Chauffage : la pompe à chaleur s'impose

Les chauffages électrique et à bois baissent au profit de la pompe à chaleur. Si elle est plus chère à l'achat, elle offre un bon niveau de confort et surtout un retour rapide sur investissement. Une notion importante pour les acquéreurs.

Les villages-expositions sont un bon observatoire des tendances. Les constructeurs sont au contact de la clientèle et y décèlent leurs souhaits en matière architecturale mais aussi pour l'équipement de la maison. Fort de cette relation privilégiée, Domexpo, leader des villages de maisons d’exposition en Ile-de-France, présente les résultats de son Baromètre Energie. Les tendances laissent apparaître des évolutions rapides dans les habitudes des Français.
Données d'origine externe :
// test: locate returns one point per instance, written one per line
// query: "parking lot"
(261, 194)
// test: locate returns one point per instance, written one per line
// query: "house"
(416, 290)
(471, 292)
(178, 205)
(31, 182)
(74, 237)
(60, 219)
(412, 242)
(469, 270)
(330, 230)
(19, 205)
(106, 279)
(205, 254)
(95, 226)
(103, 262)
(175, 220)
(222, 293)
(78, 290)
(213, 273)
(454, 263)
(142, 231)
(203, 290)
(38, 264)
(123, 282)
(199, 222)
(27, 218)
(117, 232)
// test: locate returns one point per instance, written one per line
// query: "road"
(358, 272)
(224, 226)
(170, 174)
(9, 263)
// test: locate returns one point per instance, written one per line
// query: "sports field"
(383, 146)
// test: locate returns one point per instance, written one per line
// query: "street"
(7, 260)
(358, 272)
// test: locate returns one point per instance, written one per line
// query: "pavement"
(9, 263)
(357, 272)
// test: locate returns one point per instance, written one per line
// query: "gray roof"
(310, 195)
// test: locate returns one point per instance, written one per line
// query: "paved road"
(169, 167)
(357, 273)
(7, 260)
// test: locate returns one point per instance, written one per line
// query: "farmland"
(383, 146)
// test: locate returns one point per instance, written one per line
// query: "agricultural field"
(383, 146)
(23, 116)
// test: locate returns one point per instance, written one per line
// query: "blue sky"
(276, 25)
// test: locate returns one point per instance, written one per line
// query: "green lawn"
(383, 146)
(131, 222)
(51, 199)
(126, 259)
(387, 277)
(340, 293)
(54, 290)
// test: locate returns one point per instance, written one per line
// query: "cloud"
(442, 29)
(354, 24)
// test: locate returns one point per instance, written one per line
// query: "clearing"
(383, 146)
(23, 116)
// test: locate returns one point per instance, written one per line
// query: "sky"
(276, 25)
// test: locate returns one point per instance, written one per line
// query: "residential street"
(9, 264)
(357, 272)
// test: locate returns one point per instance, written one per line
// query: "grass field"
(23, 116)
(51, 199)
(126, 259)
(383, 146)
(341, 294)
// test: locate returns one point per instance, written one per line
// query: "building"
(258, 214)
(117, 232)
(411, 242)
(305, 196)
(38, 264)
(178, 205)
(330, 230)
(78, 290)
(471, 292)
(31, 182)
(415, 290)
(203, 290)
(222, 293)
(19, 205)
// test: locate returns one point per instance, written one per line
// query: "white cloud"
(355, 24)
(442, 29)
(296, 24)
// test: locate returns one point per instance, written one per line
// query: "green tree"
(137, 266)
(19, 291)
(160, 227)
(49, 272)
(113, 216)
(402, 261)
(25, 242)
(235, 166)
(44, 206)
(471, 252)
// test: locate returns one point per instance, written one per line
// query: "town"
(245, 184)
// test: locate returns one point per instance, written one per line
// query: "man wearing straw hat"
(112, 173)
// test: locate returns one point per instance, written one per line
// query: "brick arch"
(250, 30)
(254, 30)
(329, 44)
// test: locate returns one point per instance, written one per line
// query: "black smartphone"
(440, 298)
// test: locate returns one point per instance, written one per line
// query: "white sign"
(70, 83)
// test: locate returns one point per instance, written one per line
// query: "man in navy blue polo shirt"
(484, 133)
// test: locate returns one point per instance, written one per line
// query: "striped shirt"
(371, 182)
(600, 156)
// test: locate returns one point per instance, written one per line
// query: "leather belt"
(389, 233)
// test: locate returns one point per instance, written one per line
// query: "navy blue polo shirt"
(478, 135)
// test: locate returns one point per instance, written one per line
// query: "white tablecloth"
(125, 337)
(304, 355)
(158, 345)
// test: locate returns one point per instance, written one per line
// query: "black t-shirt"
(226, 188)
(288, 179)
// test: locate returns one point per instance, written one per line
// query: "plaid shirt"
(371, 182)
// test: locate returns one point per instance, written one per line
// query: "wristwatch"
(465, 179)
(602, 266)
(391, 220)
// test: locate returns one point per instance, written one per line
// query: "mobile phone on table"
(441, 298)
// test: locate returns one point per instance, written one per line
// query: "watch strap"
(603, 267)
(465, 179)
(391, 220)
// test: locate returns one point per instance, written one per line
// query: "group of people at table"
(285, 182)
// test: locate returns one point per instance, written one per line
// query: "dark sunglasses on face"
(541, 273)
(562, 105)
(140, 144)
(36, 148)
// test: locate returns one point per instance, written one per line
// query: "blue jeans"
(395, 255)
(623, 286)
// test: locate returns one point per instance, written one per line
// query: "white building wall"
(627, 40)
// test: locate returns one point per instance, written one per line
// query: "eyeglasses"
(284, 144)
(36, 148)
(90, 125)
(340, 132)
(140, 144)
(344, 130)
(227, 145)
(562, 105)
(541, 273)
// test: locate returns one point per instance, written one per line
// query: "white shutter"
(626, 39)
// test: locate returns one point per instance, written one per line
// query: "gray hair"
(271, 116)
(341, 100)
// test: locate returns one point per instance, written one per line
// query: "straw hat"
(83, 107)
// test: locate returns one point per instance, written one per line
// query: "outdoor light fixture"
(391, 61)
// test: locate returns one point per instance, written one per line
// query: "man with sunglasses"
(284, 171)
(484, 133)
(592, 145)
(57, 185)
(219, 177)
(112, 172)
Le chauffage et la production d'eau chaude évoluent. « Le gaz naturel et la pompe à chaleur (PAC) sont de plus en plus plébiscités : sur le marché français de la construction de maisons individuelles, les deux solutions de chauffage et production d’eau chaude sanitaire par pompe à chaleur (PAC) ou gaz, peu présentes en 2010 (un quart des installations seulement) par rapport aux solutions électriques (effet Joule) et bois (deux tiers des installations), ont poursuivi leur progression pour représenter les deux tiers des installations en 2016 (+3% par rapport à 2015) », note Jean Grizel, président de Domexpo.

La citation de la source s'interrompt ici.